Mohamed Salah nie miał ochoty dać się nabrać podczas wczorajszego zwycięstwa Liverpoolu nad Wolves!
Zobacz poniższy filmik, w którym reprezentant Egiptu potwierdza swoją władzę rozsądnym pchnięciem przeciwnika po bójce w polu karnym…
Don’t mess with Mo Salah. 🤣 pic.twitter.com/cb7kew1xvk
— Samuel (@SamueILFC) March 2, 2023
Liverpool nie ma najlepszych sezonów, ale Salah był wśród tych, którzy strzelili bramkę w wygranym meczu z Wolves zeszłej nocy.
Liverpool pokonał Wolverhampton na Anfield, ostatecznie pokonując przeciwnika 2:0 dzięki golom Virgila van Dijka i Mohameda Salaha w drugiej połowie.
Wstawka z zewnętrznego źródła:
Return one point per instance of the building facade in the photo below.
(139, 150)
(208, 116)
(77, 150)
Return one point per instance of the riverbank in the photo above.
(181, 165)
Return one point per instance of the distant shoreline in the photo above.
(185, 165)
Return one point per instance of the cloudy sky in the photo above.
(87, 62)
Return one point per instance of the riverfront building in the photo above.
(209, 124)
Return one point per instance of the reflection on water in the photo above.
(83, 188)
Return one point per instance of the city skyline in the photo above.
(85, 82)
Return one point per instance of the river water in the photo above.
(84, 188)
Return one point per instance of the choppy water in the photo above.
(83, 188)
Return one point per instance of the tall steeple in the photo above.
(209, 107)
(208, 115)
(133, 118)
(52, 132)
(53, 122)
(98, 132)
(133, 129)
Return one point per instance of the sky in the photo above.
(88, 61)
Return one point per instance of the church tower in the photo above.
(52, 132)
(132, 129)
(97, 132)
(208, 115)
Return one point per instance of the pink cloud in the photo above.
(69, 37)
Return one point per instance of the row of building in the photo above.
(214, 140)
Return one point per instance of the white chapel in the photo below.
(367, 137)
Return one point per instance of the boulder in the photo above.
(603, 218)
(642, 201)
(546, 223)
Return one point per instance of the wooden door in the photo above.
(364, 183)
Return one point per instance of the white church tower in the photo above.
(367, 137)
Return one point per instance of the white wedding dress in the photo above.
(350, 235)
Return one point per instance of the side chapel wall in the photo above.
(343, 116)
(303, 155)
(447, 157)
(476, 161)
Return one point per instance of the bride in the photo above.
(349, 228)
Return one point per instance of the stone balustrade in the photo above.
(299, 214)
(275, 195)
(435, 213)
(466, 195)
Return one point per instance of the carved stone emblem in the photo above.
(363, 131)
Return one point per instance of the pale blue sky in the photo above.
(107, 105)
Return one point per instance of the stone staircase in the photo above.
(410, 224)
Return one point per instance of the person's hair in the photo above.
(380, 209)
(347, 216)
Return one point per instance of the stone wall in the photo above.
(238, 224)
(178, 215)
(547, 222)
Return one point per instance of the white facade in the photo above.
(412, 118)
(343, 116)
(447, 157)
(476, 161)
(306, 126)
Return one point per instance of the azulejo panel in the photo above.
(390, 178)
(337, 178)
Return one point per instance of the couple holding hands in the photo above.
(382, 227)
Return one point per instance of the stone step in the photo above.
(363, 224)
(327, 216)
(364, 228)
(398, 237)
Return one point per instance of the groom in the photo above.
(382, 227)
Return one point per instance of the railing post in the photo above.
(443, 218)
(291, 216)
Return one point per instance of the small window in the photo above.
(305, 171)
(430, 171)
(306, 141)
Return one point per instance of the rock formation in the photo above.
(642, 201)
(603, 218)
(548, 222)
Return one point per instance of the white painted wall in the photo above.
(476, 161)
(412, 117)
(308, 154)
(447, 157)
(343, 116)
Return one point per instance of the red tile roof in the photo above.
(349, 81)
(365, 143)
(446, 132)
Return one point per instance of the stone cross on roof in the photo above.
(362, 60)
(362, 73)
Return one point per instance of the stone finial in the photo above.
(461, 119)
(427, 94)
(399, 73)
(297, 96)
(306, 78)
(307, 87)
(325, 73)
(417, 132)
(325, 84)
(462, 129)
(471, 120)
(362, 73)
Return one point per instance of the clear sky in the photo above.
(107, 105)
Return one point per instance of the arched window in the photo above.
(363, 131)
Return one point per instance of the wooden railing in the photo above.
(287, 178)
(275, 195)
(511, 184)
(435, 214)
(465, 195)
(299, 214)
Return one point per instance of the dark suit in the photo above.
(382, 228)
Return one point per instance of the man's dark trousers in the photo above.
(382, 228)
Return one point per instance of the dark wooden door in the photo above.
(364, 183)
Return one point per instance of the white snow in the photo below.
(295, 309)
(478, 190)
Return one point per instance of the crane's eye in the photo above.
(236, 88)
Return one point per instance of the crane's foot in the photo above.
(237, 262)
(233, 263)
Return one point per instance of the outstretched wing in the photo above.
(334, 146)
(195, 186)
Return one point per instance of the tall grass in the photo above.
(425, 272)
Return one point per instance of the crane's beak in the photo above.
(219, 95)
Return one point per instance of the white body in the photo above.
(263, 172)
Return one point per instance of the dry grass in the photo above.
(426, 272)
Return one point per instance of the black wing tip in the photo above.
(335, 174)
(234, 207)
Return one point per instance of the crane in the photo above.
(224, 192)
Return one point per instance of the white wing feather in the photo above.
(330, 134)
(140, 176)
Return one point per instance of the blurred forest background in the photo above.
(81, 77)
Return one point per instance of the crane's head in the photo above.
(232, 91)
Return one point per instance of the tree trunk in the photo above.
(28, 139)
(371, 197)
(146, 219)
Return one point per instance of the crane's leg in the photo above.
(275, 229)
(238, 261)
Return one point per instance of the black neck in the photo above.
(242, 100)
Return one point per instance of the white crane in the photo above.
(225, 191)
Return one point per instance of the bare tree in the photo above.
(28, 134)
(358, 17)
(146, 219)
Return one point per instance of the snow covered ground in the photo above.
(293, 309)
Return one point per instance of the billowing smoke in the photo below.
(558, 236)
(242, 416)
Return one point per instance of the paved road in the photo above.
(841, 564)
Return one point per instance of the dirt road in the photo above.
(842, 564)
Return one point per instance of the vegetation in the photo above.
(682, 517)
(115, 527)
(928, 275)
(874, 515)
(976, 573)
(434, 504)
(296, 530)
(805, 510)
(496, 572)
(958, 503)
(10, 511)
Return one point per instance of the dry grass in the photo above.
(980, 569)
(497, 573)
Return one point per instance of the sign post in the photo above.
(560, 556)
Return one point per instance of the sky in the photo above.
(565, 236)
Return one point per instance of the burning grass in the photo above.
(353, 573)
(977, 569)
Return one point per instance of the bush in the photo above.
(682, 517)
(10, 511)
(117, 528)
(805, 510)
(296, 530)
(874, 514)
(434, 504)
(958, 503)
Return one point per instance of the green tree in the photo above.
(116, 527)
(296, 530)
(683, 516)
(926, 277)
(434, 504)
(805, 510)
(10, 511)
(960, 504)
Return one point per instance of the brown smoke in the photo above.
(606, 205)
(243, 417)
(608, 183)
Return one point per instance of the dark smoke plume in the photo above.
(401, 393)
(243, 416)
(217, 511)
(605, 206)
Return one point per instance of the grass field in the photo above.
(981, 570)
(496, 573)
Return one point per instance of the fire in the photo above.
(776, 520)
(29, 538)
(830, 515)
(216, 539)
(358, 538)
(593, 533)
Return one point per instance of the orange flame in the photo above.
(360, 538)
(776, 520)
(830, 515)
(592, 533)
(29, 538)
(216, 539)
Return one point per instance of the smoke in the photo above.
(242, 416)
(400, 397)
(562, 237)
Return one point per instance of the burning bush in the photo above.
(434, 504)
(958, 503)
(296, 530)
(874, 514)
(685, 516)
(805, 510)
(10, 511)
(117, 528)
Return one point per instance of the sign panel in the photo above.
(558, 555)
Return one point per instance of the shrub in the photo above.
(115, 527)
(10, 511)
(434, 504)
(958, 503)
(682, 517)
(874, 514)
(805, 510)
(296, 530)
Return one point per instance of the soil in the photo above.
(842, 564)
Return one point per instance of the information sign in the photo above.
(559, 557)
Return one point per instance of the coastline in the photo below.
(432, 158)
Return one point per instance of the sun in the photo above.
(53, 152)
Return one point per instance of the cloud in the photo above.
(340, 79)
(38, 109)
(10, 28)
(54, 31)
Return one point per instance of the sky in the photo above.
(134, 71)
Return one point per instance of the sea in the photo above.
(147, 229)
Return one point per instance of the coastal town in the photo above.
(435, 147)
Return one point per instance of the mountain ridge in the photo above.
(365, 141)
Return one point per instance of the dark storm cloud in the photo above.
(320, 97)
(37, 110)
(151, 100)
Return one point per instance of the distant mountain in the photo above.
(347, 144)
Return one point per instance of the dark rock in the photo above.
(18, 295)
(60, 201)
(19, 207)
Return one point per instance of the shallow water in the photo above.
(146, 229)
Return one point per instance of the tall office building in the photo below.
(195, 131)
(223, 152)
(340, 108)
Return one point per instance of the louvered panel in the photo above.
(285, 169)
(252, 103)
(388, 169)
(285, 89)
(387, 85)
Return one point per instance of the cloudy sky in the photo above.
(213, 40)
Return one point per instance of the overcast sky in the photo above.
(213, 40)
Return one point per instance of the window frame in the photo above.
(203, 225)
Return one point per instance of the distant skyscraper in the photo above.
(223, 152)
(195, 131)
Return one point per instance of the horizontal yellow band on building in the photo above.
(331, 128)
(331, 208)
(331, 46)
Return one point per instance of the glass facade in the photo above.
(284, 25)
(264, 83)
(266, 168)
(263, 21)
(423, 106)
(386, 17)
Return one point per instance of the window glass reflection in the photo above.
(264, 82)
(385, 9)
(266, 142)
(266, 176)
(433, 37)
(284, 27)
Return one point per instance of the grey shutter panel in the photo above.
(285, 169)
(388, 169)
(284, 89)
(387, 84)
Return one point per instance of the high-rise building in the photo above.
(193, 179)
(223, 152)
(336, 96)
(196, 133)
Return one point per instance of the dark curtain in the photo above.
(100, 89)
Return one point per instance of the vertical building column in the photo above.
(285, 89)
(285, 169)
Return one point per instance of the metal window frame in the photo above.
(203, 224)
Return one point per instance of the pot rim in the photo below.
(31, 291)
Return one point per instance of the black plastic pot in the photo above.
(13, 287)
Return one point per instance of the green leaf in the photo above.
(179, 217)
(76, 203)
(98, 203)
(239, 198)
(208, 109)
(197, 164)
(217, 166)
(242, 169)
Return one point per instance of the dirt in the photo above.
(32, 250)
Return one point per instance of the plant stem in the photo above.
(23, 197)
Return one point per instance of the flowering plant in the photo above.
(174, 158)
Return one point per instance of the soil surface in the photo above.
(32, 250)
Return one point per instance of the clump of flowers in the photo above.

Czytaj: Oceny piłkarzy Liverpoolu w meczu z Wolves
Salah coraz bliżej rekordu The Reds
Salah strzelił gola w swoich ostatnich trzech meczach ligowych u siebie z Wolves, a jego gol w tym meczu był jego 127. golem w Premier League dla Liverpoolu. Tylko jeden gol dzieli go od zrównania się z Robbiem Fowlerem i zdobycia tytułu najlepszego strzelca The Reds w rozgrywkach.
To był kolejny imponujący występ Wolves przeciwko Liverpoolowi w pierwszej połowie, ale tak naprawdę The Reds zdominowali ich w drugiej części meczu.
Po oddaniu czterech strzałów w pierwszych 45 minutach na Anfield, podopieczni Julena Lopeteguiego nie oddali ani jednego strzału w drugiej połowie, podczas gdy The Reds mieli osiem strzałów, w tym dwie bramki.
Czytaj: Transferowe plotki: The Reds chcą sprzedać Mohameda Salaha w przyszłym sezonie
Co dalej?
W niedzielę Liverpool zmierzy się z Manchesterem United, a w sobotę Wolves zmierzą się u siebie z Tottenhamem.